19.1 Understanding Key Automation Concepts

An Automation lets you define a recurring job to run on a schedule or to invoke on demand.

Sequencing Automation Actions

Your automation performs a sequence of one or more actions. Each can execute code in the local database or a remote one. It can also send an email or push a notification to a user. When your app runs on Autonomous AI Database, server-side geocoding is available, too, as explained in Geocoding in the Background.

Running Actions Once, or Once per Row

The automation's action sequence can run a single time, or automatically repeat to process each row of a query you define. In the latter case, actions can reference the query column names as bind variables to reference values in the current row.

Processing Conditionally

You can configure a Server-side condition on both the automation itself, and any of its actions to perform work only under certain conditions.

Determining Frequency with Schedule Expression

If scheduled, a Schedule Expression indicates how often the job executes. For common situations, use the Interval Builder dialog. Otherwise, you can also enter any valid Database Scheduler syntax for more complex requirements.

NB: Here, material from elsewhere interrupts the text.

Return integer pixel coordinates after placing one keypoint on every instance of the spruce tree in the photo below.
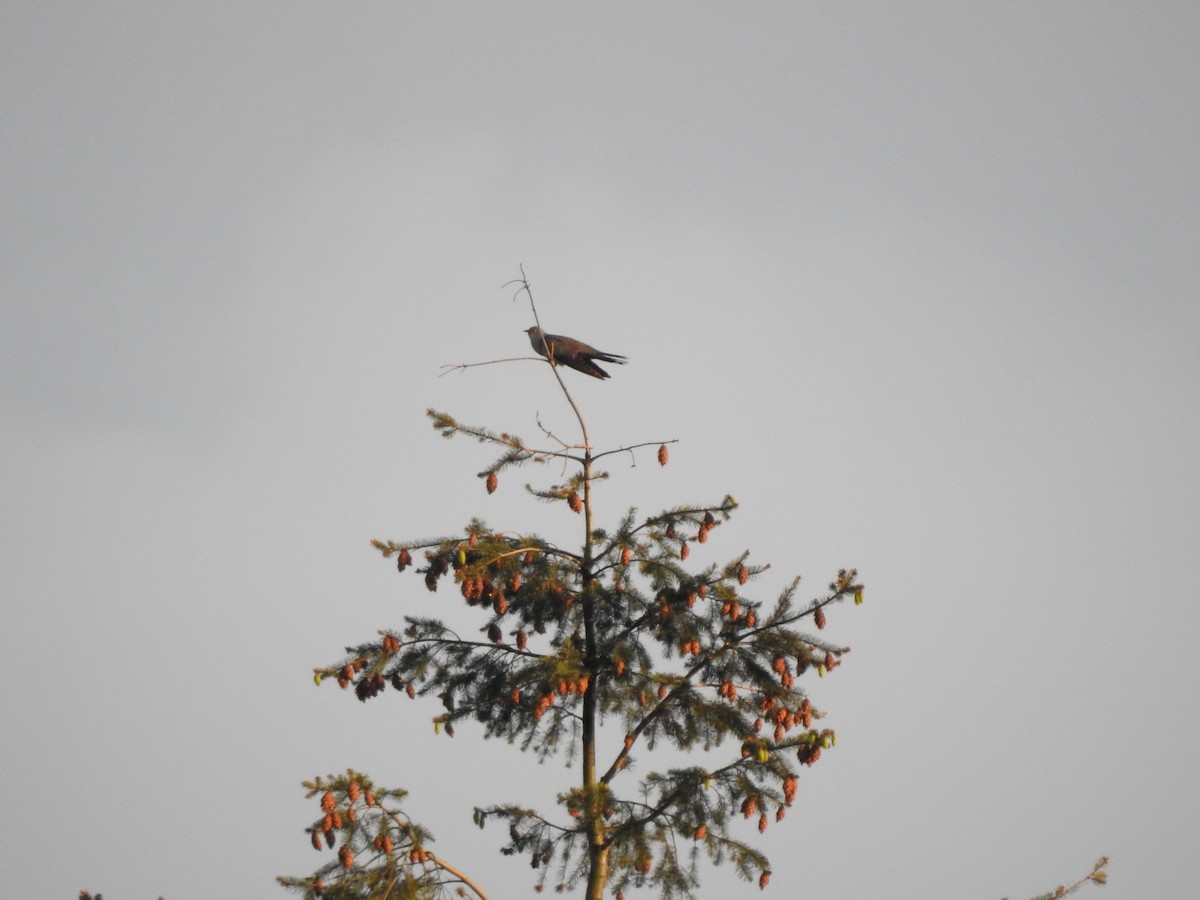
(597, 653)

Enabling or Disabling the Job as Needed

You control the automation's Schedule Status. If enabled, then the APEX engine runs the job on your schedule. If disabled, then it only executes if you run it interactively from App Builder's Automations list page or when you call APEX_AUTOMATION.EXECUTE.

Controlling Error Handling

By default the automation ignores errors that happen in an action, and the automation continues processing the following action and remaining rows. You can adjust this behavior to terminate the automation instead, and either keep it scheduled for its next run or disable it.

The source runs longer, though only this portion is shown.